Tassi suçlu bulundu, hapis cezasına çarptırıldı. Ancak cezası ya hiç uygulanmadı ya da çok kısa sürdü. Bazı kaynaklara göre nüfuzlu bağlantıları sayesinde serbest bırakıldı. Floransa’ya taşındı. Mediciler tarafından desteklendi ve büyük bir ressam olarak kariyer yaptı. Şaşırmadık.

Artemisia’yı haklı olarak derinden etkileyen bu olay onun sanatını da dönüştürdü. Döneminin erkek sanatçılarının aksine, kadınları güçlü, öfkeli, dirençli ve özne olarak gösterdi. Kadın kahramanları genellikle erkek şiddetine karşı koyan, intikam alan ya da kendi kaderini kontrol eden figürler oldu.

Self-Portrait as the Allegory of Painting, Artemisia’nın en vurucu eserlerinden biri. Bu eserde Artemisia, kendini resmeder. Kendini sanatının öznesi yapar. Kadının dışarıda bırakıldığı bir alanda âdeta “Ben buradayım ve yaratıyorum,” der. Kendi yüzünü alegorik bir figüre yerleştirerek sanat ile kimlik arasındaki sınırı bulanıklaştırır.

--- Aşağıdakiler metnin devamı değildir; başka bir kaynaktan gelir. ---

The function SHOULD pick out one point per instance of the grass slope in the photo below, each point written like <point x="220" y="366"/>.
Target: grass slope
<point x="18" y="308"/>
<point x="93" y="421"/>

Bugünden baktığımızda Artemisia’nın sanatla iyileştiğini düşünmek istiyoruz. Böyle büyük bir travma sanatla iyileşebilir mi emin değilim. Ancak sanatın iyileştirici gücüne önceki yazılarımda da değinmiştim. Geçtiğimiz günlerde evlerin mimarileriyle içinde yaşayanların hayatlarını birlikte konu eden bir program izlerken yirmili yaşlarının başında bir rahatsızlık yüzünden hiçbir kasını kullanamayan ancak resim yapan genç bir kadına denk geldim. Ailesi onu büyük bir tuval ve boyaların üzerine bırakıyor ve o boyaya bulanmış hâlde tuval üzerinde hareket ederek sanatını yapıyor. Yaratılış anına şahit olmak iç burkuyor ama öte yandan hem aile hem genç kadın mucizevi bir şey yapıyor. Böyle anları karşımızdakine acımadan ya da gizli bir şükür duymadan izleyebilmek zor. İnsanın en büyük defolarından biri de bu bence, başkasının mucizesine ya da umuduna kendi korkularımızın filtresiyle bakıyoruz. Sevinirken de onun adına sevinmek yerine onu benzer imkânları olmayan başkalarıyla kıyaslayarak mutluluk kırıntıları buluyoruz. Ne kadar bencil, ne kadar ben odaklıyız, kendimizi ne kadar yukarıda görüyoruz. Tüm bu yargılardan kurtulmak ne kadar zor.

Sanatın iyileştirme gücüne dönersek ben de bir süredir benzer bir şey yapıyorum. Oldum olası rüyalarımla başım dertte. Aslında bu hâli seviyorum, yaratıcılığımı beslediğini düşünüyorum. Ancak beynimin uyurken bile böylesine çalışıyor olması korkutuyor beni. Çok canlı, değme filmlere taş çıkaran rüyalar görüyorum. Uyurken hayal gücüm had safada. Her gece birkaç rüya görüyor ve ertesi sabah tümünü hatırlıyorum. Bazen rüya olduğunun farkında olarak içindeyken değiştirip daha etkileyici hâle getiriyorum onları. Rüya keyifliyse her şey süper. Ancak o gerçeklikte kötü bir rüya görmek de bir o kadar etkiliyor. O tuhaf imgeler gün boyu aklımdan çıkmıyor. Sürekli bir anlam yaratmaya çalışıyorum onlardan.

Son dönemlerdeyse beni iyileştiren bir yol buldum. Rüyalarımı ne idiği belirsiz şiirlere dönüştürüyorum. İmgeler şiirde kalıyor, ben günüme devam ediyorum. Zaten çoğunlukla fazlasıyla kapalı ve imgesel yazan biri olduğumdan bloğa düşen o tuhaf şiirler de arada kaynayıp gidiyor. Onları bütün gün kafamda taşıyacağıma buraya bırakıyorum. Belki bir gün başka bir şeye de ilham olurlar.

Belki de iyileşmek, sadece kendi karanlığımıza bakabilmek demektir. Artemisia bunu fırçasıyla yaptı, ben kelimelerle yapıyorum. Kimimiz tuvale düşüyoruz, kimimiz kâğıda. Ama bir şekilde bakmadan ve göstermeden duramıyoruz.